Species of stick insect

Tisamenus hystrix is a stick insect species (Phasmatodea), in the family of the Heteropterygidae endemic to the Philippines.

== Description ==
With a length of 34 to 37 mm in males and 46 to 49 mm in length in females, the species is considered to be a rather small and spiny representative of the genus Tisamenus. As with Tisamenus draconina and Tisamenus lachesis there are distinct, often sharp, spines on the posterior mesonotum (posterior mesonatals) and also in the middle of the metanotum (median metanotales). The triangle on the mesonotum typical of the genus is about as wide as it is long in Tisamenus hystrix, while it is longer in Tisamenus lachesis. In both species the anterior corners of the triangle end in single spines, while in Tisamenus draconina they end in compound spines. The segments two to five of the abdomen are occupied in the posterior area with central and paired lateral spines.

== Taxonomy ==
James Abram Garfield Rehn and his son John William Holman Rehn described the species in 1939 as Hoploclonia hystrix. The species name "hystrix" was chosen based on the genus Hystrix, genus of porcupiness, and refers to the spiny body surface of the animals. The male holotype is deposited at the National Museum of Natural History in Washington, D.C. In addition to this type, Rehn and Rehn examined and described a juvenile female, which was designated as an allotype, and another male. Both are now considered paratypes and, like the holotype, were collected by Baker in Sibulan in southern Negros. Further information such as the collection time is missing. All three types are in the National Museum of Natural History in Washington D.C. deposited. Rehn and Rehn divided the Philippine representatives they led or described in Hoploclonia according to morphological aspects into different groups. In the so-called Draconina group they placed Hoploclonia draconina (today Tisamenus draconina), Hoploclonia hystrix and also newly described by them Hoploclonia lachesis (today Tisamenus lachesis). All very strongly spined, rather elongated and long-legged species. Until 2004 Tisamenus hystrix was included in Hoploclonia. Only Oliver Zompro placed the species together with all other Philippine representatives of Hoploclonia in the genus Tisamenus.

== Distribution area ==
While the specimens examined by Rehn and Rehn are said to have come from Sibulan in the Province of Negros Oriental in the south of Negros, more recent finds are located about 350 km further north on Sibuyan Island. According to the current state of knowledge, the distribution area thus includes larger areas of the central part of the Philippine island archipelago.
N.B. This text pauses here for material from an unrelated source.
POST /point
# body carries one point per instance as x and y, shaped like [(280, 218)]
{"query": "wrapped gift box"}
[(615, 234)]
== Rediscovery and terraristics ==
After many decades only the type material of the species examined by Rehn and Rehn was known, Albert Kang collected animals on Sibuyan on June 3, 2014, which were initially named as Tisamenus sp. 'Sibuyan' and their offspring were distributed under this name. It was not until 2023 that Frank H. Hennemann identified this as Tisamenus hystrix. It is the smallest species of the genus Tisamenus that have been successfully introduced into terraristics, with the stock now had to be named as Tiasmaenus hystrix 'Sibuyan' is the least common in terraristics. The species is not as productive as the other breeding stocks of Tisamenus, but like them it can be fed with forage plants such as bramble and hazel.